Vou ser direto: existe uma ilusão coletiva de que tecnologia, sozinha, resolve problemas. Parece que basta “colocar um sistema”, “instalar um software” ou “implantar uma inovação” que os erros desaparecem e tudo vira eficiência. Mas isso não é verdade — e o VAR é um exemplo perfeito.
Quando o árbitro de vídeo foi anunciado, venderam a ideia de que todos os problemas seriam resolvidos, sem discussões, sem erro, sem polêmica. A tecnologia estava chegando para “corrigir a falha humana”. E, na prática, fazia todo sentido: o juiz poderia recorrer ao vídeo e analisar o replay sob vários ângulos e com apoio de outros árbitros. A chance de errar seria quase zero.
Na prática, o que aconteceu foi o contrário. A partir da tecnologia, ao invés de resolver problemas antigos, criaram novos problemas. Toda rodada tem um problema. Jogos decisivos são interrompidos por cinco, seis, oito minutos. Tem revisão, re-revisão, linha de impedimento torta, narrador duvidando, treinador indignado, torcida revoltada e, no fim… erro. Ou pelo menos, mais dúvida do que antes. As pessoas brigam com a imagem.
O que fica claro? A tecnologia não resolveu o problema — só mudou a forma do problema aparecer. Porque a questão nunca foi somente a existência ou não de uma ferramenta. A questão sempre foi competência e cultura, para ficar no campo das coisas lícitas. Não adianta colocar uma câmera, um sistema, um algoritmo ou uma inteligência artificial se quem está operando tudo isso não tem preparo, clareza de critérios, capacidade de análise ou responsabilidade para decidir.
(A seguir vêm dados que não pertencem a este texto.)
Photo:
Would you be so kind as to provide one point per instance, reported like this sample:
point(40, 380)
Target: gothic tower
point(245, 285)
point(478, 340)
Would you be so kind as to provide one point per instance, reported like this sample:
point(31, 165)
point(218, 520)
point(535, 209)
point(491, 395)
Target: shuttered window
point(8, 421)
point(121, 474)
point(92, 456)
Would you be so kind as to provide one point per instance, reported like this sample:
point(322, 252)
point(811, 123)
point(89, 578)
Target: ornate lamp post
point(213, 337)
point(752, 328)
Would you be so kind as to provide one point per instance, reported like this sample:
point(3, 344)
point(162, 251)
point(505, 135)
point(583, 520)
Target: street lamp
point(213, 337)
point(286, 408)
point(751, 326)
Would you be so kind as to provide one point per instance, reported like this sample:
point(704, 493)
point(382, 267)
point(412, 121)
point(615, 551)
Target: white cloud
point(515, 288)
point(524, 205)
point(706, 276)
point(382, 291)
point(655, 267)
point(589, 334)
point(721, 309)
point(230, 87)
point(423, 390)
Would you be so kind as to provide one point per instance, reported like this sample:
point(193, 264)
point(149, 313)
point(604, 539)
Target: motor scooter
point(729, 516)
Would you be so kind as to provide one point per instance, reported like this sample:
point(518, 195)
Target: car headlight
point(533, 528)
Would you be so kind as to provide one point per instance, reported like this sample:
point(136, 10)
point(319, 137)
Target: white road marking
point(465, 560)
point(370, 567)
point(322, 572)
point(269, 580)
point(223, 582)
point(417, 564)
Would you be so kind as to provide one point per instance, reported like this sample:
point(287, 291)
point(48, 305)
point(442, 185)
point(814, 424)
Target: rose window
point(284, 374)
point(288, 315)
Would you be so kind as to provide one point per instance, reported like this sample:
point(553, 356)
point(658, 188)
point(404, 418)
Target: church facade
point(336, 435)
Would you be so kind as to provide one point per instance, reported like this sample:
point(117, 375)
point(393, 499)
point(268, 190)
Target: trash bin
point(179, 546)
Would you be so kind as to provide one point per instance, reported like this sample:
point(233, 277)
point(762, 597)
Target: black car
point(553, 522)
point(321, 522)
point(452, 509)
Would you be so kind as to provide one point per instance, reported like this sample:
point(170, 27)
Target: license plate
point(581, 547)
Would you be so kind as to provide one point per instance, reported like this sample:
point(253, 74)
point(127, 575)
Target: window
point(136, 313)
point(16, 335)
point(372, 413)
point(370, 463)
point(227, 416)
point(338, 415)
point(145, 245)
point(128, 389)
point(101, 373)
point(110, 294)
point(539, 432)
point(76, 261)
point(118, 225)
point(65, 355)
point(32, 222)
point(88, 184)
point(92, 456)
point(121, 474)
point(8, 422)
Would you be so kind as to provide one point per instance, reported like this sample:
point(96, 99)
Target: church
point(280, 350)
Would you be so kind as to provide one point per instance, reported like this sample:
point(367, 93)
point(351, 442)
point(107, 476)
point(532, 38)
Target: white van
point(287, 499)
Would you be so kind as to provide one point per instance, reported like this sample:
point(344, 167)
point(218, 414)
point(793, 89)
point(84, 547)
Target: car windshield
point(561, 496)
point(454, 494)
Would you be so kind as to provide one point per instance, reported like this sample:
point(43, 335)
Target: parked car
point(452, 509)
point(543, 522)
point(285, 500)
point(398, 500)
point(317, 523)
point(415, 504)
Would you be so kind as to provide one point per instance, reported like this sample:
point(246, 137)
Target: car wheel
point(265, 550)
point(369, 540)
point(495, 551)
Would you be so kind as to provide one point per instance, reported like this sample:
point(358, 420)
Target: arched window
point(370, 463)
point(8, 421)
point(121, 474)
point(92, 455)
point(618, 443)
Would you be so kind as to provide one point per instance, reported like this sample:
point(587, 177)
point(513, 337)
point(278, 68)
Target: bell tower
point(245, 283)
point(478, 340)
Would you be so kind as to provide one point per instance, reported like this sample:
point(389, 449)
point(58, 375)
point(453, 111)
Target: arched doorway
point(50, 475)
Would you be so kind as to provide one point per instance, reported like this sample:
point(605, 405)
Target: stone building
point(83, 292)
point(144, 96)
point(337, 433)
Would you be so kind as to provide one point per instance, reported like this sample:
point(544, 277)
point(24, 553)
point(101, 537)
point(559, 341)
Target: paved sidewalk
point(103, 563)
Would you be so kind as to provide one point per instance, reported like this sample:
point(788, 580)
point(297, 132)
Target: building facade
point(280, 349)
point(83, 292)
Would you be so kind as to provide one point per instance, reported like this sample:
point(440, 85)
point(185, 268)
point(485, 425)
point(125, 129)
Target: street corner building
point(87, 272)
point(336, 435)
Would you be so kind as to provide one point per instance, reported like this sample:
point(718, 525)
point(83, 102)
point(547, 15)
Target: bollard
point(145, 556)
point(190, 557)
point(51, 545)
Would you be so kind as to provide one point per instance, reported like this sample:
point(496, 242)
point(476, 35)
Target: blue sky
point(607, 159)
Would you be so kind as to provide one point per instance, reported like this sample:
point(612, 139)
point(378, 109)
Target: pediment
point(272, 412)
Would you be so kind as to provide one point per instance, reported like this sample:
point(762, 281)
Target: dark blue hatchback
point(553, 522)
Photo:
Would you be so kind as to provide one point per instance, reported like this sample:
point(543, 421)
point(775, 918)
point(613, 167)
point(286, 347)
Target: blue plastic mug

É exatamente o que acontece nas empresas. Todos dizem que querem modernizar processos, acelerar decisões, ganhar escala. Aí investem em automação, CRM, chatbot, BI, ERP, plataforma disso, ferramenta daquilo. Mas sem preparo humano, a tecnologia vira exatamente o oposto do que prometia ser: vira travamento, vira ruído, vira custo, vira burocracia.
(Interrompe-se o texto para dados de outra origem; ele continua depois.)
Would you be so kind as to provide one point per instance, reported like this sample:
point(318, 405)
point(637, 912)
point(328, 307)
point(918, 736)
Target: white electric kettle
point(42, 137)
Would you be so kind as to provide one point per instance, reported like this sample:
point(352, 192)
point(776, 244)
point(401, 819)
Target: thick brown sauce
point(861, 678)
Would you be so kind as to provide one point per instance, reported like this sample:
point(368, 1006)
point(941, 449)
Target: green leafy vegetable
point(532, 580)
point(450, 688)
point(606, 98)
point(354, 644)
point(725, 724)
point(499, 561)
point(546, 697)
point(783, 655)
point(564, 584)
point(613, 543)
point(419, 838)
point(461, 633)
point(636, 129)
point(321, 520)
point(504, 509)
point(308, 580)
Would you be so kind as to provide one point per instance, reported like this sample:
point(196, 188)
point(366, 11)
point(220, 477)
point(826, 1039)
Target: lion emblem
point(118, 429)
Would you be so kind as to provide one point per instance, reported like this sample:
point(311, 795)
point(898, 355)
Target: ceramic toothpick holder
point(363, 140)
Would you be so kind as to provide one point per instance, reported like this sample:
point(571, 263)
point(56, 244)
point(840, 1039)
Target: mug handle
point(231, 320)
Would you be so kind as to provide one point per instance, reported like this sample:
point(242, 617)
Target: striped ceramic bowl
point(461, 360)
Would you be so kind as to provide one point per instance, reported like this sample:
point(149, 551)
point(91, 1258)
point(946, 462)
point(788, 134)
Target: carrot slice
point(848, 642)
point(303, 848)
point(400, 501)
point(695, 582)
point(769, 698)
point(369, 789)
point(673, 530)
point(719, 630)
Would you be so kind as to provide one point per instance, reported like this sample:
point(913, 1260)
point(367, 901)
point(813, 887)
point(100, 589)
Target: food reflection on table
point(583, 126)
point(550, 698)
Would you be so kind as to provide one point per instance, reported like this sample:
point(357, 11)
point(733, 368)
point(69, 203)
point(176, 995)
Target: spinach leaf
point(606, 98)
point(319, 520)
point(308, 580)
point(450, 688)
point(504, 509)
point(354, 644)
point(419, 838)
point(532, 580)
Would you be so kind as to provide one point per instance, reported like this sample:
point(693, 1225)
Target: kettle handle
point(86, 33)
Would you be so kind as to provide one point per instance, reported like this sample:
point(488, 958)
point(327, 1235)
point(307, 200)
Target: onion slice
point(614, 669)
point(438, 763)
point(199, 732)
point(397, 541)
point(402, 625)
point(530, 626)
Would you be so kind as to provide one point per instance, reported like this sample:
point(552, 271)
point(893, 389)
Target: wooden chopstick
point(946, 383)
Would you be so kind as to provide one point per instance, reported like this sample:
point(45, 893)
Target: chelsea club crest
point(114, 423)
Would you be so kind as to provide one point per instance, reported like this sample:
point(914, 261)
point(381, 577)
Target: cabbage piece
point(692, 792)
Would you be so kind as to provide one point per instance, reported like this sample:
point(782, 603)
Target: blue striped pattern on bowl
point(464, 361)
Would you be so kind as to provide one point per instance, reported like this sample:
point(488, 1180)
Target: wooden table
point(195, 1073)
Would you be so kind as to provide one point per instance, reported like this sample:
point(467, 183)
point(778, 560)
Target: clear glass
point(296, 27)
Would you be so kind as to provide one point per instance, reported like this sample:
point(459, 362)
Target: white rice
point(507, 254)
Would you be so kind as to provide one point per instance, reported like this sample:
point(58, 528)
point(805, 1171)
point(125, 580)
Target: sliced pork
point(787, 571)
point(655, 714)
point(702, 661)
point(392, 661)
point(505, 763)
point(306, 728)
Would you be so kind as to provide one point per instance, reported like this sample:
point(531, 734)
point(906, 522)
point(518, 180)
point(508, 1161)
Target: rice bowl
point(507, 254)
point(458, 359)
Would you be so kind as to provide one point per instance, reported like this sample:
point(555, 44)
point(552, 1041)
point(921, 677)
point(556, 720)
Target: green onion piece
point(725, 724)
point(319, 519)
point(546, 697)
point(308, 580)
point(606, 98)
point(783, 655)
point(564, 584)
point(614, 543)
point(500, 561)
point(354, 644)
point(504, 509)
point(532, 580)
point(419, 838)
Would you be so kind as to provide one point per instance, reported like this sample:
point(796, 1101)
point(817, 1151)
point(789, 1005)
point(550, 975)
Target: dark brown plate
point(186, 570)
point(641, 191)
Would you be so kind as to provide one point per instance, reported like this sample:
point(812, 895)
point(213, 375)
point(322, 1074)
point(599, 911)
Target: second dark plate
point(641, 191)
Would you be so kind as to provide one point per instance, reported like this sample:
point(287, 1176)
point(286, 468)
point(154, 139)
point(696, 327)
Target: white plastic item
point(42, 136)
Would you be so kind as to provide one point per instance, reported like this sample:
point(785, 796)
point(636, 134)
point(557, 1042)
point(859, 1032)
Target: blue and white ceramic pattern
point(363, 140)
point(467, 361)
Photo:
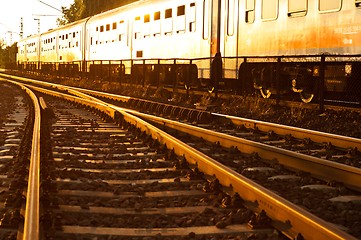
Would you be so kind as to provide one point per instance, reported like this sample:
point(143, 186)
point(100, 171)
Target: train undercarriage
point(307, 79)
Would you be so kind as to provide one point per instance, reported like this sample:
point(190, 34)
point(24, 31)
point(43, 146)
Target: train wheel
point(266, 93)
point(210, 88)
point(306, 97)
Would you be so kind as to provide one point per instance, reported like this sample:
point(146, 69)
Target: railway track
point(16, 125)
point(263, 202)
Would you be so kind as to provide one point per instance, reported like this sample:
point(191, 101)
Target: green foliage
point(84, 8)
point(7, 55)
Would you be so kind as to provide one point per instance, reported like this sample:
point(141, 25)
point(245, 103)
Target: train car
point(291, 28)
point(150, 30)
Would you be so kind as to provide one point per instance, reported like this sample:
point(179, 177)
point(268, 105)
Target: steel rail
point(32, 214)
point(291, 218)
point(316, 136)
point(318, 167)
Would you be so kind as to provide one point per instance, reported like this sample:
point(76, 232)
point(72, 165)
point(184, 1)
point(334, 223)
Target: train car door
point(229, 38)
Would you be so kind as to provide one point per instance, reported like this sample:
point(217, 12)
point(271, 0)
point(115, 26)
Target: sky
point(11, 12)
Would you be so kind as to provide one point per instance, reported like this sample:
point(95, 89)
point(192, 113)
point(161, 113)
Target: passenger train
point(289, 35)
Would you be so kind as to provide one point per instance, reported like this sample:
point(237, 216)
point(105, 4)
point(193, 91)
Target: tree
point(75, 12)
point(7, 55)
point(84, 8)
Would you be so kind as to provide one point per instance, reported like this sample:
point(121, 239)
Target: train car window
point(192, 17)
point(250, 6)
point(206, 15)
point(168, 13)
point(297, 8)
point(122, 30)
point(168, 22)
point(156, 24)
point(181, 19)
point(156, 16)
point(269, 10)
point(146, 18)
point(137, 28)
point(181, 10)
point(231, 7)
point(329, 5)
point(146, 26)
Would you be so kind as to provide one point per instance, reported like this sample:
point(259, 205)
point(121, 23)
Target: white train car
point(71, 39)
point(48, 49)
point(149, 29)
point(28, 50)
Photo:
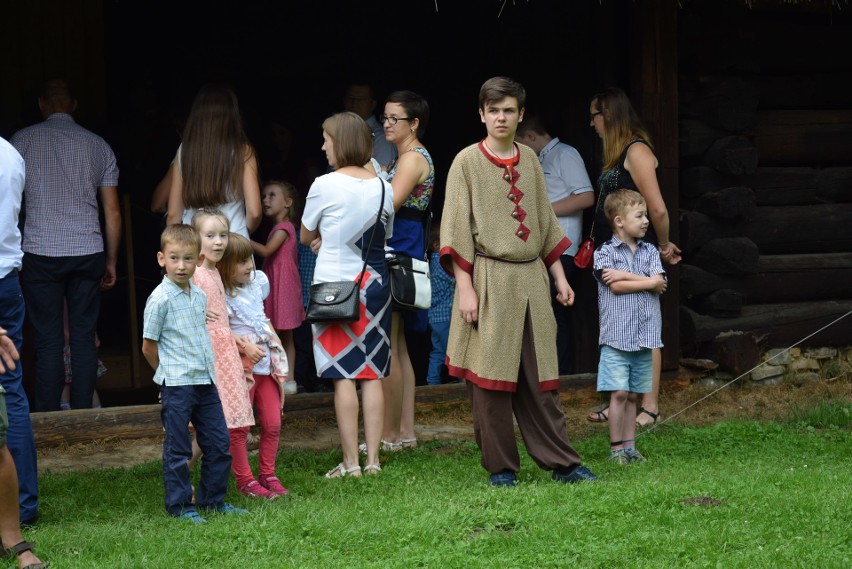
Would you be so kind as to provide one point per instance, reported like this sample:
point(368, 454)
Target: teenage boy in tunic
point(499, 239)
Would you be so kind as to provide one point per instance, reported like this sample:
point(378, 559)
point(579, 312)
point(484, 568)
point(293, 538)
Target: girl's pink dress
point(231, 381)
point(284, 303)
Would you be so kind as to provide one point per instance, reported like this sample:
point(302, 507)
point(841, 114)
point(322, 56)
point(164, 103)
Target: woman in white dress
point(338, 222)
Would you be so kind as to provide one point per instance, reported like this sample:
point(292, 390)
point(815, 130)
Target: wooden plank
point(143, 421)
point(728, 256)
point(821, 228)
point(654, 93)
point(826, 323)
point(135, 343)
point(803, 137)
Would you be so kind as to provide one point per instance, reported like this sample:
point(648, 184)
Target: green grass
point(782, 491)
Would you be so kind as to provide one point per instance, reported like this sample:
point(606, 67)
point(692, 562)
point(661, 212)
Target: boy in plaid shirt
point(443, 288)
point(630, 281)
point(177, 345)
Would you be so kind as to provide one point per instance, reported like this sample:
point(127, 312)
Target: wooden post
point(653, 91)
point(135, 359)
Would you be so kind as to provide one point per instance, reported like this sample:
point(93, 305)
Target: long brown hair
point(621, 124)
point(214, 149)
point(238, 250)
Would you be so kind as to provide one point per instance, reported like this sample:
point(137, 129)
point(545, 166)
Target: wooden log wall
point(766, 175)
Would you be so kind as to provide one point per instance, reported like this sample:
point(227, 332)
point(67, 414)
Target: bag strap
point(597, 205)
point(373, 234)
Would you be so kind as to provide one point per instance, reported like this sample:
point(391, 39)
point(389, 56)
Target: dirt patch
point(683, 402)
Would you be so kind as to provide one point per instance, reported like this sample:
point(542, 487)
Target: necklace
point(497, 155)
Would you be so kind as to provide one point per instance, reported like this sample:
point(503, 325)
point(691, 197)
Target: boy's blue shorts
point(624, 371)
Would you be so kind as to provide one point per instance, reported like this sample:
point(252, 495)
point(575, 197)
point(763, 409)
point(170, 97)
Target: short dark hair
point(531, 123)
point(353, 139)
point(57, 91)
point(416, 107)
point(498, 88)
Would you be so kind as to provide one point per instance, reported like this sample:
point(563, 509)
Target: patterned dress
point(498, 225)
point(284, 303)
point(343, 209)
point(609, 181)
point(231, 381)
point(409, 235)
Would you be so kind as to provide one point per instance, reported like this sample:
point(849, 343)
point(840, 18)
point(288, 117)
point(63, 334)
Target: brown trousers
point(540, 417)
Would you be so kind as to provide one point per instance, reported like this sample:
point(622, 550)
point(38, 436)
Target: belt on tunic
point(515, 261)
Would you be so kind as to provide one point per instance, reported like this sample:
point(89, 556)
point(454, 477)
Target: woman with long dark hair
point(629, 162)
Não é raro ver empresas que “digitalizaram” e ficaram mais lentas. Que implantaram sistemas e ficaram mais confusas. Que investiram caro e passaram a viver em reuniões para tentar entender por que a tecnologia não está “rodando”. Oras, é simples: tecnologia não faz milagre. Ela só amplifica o que já existe. Se a empresa é desorganizada, vai virar uma bagunça digital. Se a liderança não sabe o que quer, a ferramenta não vai decidir sozinha. Se o time não foi treinado, o software não vai tomar boas decisões. Só vai gerar relatórios bonitos com interpretações ruins.
Tecnologia mal aplicada cria uma nova camada de complexidade. Gente usando ferramenta pela metade. Dados sem contexto. Sistemas que não conversam entre si. Decisões lentas porque “precisamos ver no sistema”. E pronto: aquilo que entrou para facilitar começa a atrapalhar. Bem-vindo ao mundo da tecnoburocracia — quando a inovação vira papelada digital.
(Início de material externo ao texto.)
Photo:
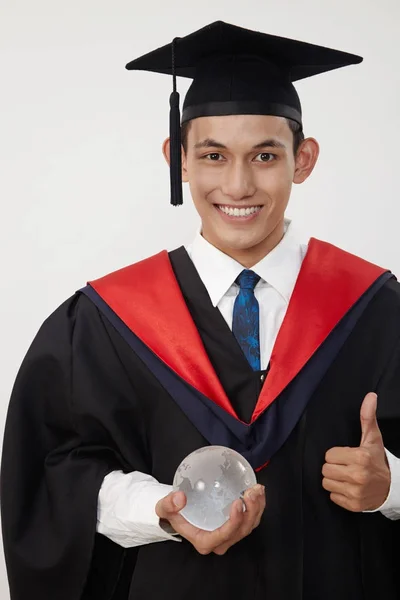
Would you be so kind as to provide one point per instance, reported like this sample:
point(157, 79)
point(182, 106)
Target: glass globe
point(212, 478)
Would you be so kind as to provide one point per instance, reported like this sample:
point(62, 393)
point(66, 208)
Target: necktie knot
point(247, 280)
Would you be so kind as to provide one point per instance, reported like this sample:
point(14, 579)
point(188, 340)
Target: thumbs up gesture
point(359, 478)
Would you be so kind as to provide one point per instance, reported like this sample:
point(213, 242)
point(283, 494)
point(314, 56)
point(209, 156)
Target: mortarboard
point(235, 71)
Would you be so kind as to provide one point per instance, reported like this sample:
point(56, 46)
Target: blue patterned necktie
point(246, 318)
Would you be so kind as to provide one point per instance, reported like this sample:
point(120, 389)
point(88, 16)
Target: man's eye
point(265, 157)
point(215, 156)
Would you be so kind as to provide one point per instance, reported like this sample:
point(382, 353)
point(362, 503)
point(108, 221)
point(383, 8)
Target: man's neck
point(248, 257)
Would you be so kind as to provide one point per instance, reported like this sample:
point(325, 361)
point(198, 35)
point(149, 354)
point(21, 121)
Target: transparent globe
point(212, 479)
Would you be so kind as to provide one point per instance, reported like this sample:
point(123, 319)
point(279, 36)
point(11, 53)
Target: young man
point(246, 339)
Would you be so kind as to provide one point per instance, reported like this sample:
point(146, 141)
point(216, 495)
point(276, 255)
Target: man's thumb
point(170, 505)
point(370, 432)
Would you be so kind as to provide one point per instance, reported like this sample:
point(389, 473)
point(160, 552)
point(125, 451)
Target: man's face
point(240, 170)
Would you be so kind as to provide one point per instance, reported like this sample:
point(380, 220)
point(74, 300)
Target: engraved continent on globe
point(212, 478)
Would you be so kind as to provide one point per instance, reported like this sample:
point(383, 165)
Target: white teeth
point(239, 212)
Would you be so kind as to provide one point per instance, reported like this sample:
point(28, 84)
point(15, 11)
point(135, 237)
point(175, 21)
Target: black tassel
point(175, 140)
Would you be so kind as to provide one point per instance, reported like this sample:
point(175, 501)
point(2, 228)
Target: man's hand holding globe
point(240, 524)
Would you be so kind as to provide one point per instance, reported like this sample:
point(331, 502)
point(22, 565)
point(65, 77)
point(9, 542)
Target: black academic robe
point(92, 397)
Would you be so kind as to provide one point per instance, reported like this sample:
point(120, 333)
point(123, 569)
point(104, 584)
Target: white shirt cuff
point(391, 507)
point(126, 509)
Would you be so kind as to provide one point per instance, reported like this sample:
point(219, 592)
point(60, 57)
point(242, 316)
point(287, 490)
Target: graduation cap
point(235, 71)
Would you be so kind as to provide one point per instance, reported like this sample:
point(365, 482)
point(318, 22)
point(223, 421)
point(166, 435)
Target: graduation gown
point(137, 370)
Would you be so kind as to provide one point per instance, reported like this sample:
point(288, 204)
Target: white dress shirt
point(126, 506)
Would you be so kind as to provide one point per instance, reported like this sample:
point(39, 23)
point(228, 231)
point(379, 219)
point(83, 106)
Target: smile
point(238, 212)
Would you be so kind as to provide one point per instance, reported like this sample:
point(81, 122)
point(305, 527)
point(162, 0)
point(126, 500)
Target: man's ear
point(166, 149)
point(306, 158)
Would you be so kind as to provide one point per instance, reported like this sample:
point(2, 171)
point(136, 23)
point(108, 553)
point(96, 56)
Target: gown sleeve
point(388, 411)
point(62, 437)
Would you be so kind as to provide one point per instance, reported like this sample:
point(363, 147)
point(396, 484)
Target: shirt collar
point(280, 268)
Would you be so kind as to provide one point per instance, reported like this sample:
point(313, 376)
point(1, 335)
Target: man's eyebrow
point(211, 143)
point(271, 143)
No fundo, a história é simples: toda tecnologia é uma ferramenta. E ferramenta nenhuma resolve problema estrutural quando colocada na mão errada. Martelo na mão de marceneiro constrói móvel. Martelo na mão errada quebra parede. O VAR está aí para provar. A tecnologia não garante justiça, eficiência ou progresso. Quem garante isso são as pessoas capazes de usá-la com competência, método e responsabilidade.
Inovação boa não começa com tecnologia — começa com gente bem preparada. Esse é o jogo. Quem não entender isso vai continuar culpando o sistema enquanto perde por erro próprio.